Ce travail de création sur les thèmes des photographies utilisés à été fait en pensant à la spécificité de notre population (danseurs/danseuses), en relation avec les thèmes déjà abordés par eux-mêmes au cours de nos premiers entretiens dans le cadre de notre travail de D.E.A 1 . et que nous avons retrouvés dans cette recherche, par exemple sur : la boulimie, l’anorexie, les corps spécifiques dans la danse, le classique et le contemporain, l’effort, le groupe, le couple, la relation à la mère, etc.
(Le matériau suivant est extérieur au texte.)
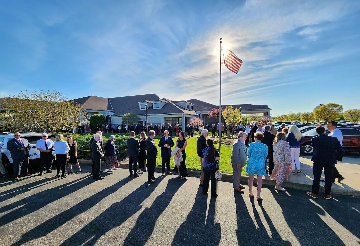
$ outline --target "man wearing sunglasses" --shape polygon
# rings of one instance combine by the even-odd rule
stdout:
[[[51,167],[53,165],[53,153],[50,149],[54,145],[54,142],[48,139],[48,134],[43,133],[41,139],[36,142],[36,148],[40,151],[40,175],[44,174],[46,170],[46,173],[53,172]]]
[[[8,142],[8,149],[10,152],[14,164],[14,174],[15,179],[19,177],[30,176],[27,173],[30,154],[29,150],[31,145],[27,139],[21,138],[21,135],[18,132],[14,134],[14,138]]]

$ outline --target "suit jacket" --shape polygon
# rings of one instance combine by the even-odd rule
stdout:
[[[169,154],[171,153],[171,148],[174,147],[175,144],[174,143],[174,141],[172,140],[172,138],[170,136],[167,136],[167,144],[170,145],[170,148],[165,148],[164,145],[166,144],[165,141],[165,136],[161,137],[159,141],[158,146],[161,148],[160,153],[161,154],[166,154],[167,153]]]
[[[8,149],[10,152],[10,153],[11,154],[11,158],[13,159],[24,159],[25,153],[24,153],[24,150],[20,150],[20,148],[28,148],[30,149],[31,148],[31,145],[27,139],[21,138],[20,140],[22,141],[23,143],[24,144],[24,147],[21,145],[21,144],[19,143],[19,141],[15,138],[8,141]],[[26,152],[26,154],[28,156],[30,156],[30,154],[29,154],[29,150],[26,150],[25,151]]]
[[[274,146],[273,145],[273,142],[274,141],[274,139],[275,138],[275,135],[269,131],[265,131],[262,134],[264,134],[264,137],[261,140],[261,143],[267,145],[267,153],[274,153]]]
[[[344,156],[344,149],[337,138],[320,134],[311,139],[314,148],[311,161],[314,163],[336,164]]]
[[[145,142],[145,146],[146,147],[146,158],[156,159],[158,153],[157,148],[155,142],[152,140],[151,138],[148,138]]]
[[[242,167],[244,167],[247,159],[247,150],[246,146],[238,139],[233,145],[233,152],[231,153],[230,162],[233,164],[240,164]]]
[[[139,149],[140,148],[140,144],[138,139],[130,138],[126,140],[127,145],[127,155],[129,156],[139,156]]]

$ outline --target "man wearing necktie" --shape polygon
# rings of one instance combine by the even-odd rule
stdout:
[[[160,154],[161,160],[162,161],[162,176],[165,175],[165,163],[166,163],[166,172],[171,175],[172,173],[170,171],[170,158],[171,156],[171,148],[175,145],[172,138],[169,136],[167,130],[164,131],[164,136],[161,137],[159,141],[158,146],[161,148]]]
[[[27,139],[21,138],[21,136],[20,133],[16,132],[14,134],[14,138],[8,141],[8,149],[10,152],[14,162],[15,180],[19,179],[20,177],[31,175],[27,173],[30,157],[29,150],[31,145]]]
Nous avons donc commencé à chercher dans des revues, journaux, dépliants, magazines, etc., des images qui nous ont évoqué ces thèmes. Ensuite nous les avons réunies par groupes, en éliminant celles trop clairement inductrices, dans le but de laisser toujours plus la possibilité d’une projection.
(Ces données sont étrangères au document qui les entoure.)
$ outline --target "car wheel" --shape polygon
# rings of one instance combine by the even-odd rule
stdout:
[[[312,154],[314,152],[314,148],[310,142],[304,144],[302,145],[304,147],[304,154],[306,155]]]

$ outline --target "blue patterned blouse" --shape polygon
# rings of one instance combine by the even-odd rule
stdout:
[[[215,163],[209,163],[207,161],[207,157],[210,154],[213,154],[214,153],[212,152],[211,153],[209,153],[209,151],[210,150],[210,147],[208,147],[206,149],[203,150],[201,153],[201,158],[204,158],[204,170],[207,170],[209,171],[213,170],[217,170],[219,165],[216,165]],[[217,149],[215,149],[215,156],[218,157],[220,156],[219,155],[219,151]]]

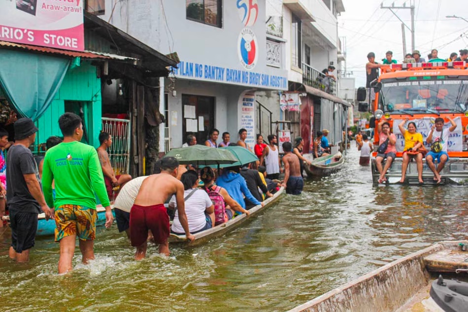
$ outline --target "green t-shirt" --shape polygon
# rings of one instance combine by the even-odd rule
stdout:
[[[53,180],[55,202],[52,197]],[[103,206],[110,205],[96,150],[77,141],[61,143],[46,153],[42,190],[49,207],[77,205],[95,208],[95,193]]]

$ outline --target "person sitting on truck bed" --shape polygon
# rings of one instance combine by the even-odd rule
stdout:
[[[413,58],[414,59],[415,63],[426,63],[426,60],[424,58],[421,57],[421,53],[418,50],[415,50],[413,51]]]
[[[409,118],[406,117],[404,120],[401,121],[398,128],[400,129],[401,135],[404,138],[404,149],[403,151],[403,163],[401,165],[401,178],[400,183],[404,182],[404,176],[406,174],[406,169],[408,164],[411,158],[416,160],[416,167],[418,169],[418,179],[419,183],[423,183],[423,154],[418,153],[418,149],[422,147],[423,135],[416,132],[416,124],[410,121],[408,123],[408,129],[404,128],[404,124],[407,122]]]
[[[439,141],[442,143],[442,150],[437,152],[436,151],[434,151],[432,149],[428,152],[426,155],[426,162],[429,169],[434,173],[434,181],[436,181],[437,183],[440,183],[440,172],[445,165],[445,163],[448,160],[448,154],[447,153],[447,141],[448,140],[448,137],[450,136],[450,133],[453,131],[457,128],[457,124],[450,117],[448,117],[449,121],[452,124],[452,126],[448,128],[448,131],[447,129],[444,129],[444,119],[440,117],[435,118],[435,124],[431,128],[431,132],[426,141],[430,145],[433,141]],[[446,130],[444,131],[444,130]],[[437,165],[436,168],[434,164],[434,160],[436,160]]]
[[[392,58],[393,57],[393,52],[391,51],[387,51],[387,53],[385,53],[385,58],[383,59],[382,61],[382,63],[385,65],[389,64],[396,64],[397,60],[392,60]]]
[[[460,50],[460,56],[455,59],[455,61],[465,61],[468,62],[467,60],[467,59],[468,58],[468,50],[466,49],[463,49]]]
[[[388,139],[387,149],[383,154],[377,153],[375,157],[375,164],[377,169],[380,173],[379,177],[379,183],[383,183],[387,181],[385,173],[390,168],[392,162],[397,157],[397,148],[395,143],[397,142],[397,137],[393,133],[390,133],[390,124],[384,118],[377,125],[377,132],[379,134],[379,144],[381,144]],[[382,168],[382,163],[384,159],[386,159],[385,165]]]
Lorsque nous avons eu un nombre suffisant d’images nous avons procédé au traitement des photographies : elles ont été numérisées, transformées en nuances de gris, puis nous les avons coupées au format que nous avons jugé le plus pratique, et nous les avons soumises encore une fois au regard du groupe de recherche.

Notes
1.

VACHERET, C. Op. Cit. p. 23.

2.

Ibidem. p. 24.

3.

VACHERET, C. Op. Cit. p. 25.

*.

Nous approfondissons ces concepts au cours de la deuxième (p.93) et la troisième partie (p.132) de cette thèse.

.

Centre de Recherches en Psychopathologie et Psychologie Clinique de L’Université Lumière Lyon 2.

1.

DAVILA RAMIREZ, T. V. L’AUTRE DANSEUR La construction sociale du corps vécu dans la danse. Mémoire du D.E.A. Sous la direction de BROYER, G. Université Lumière Lyon 2. Lyon, France, 2002.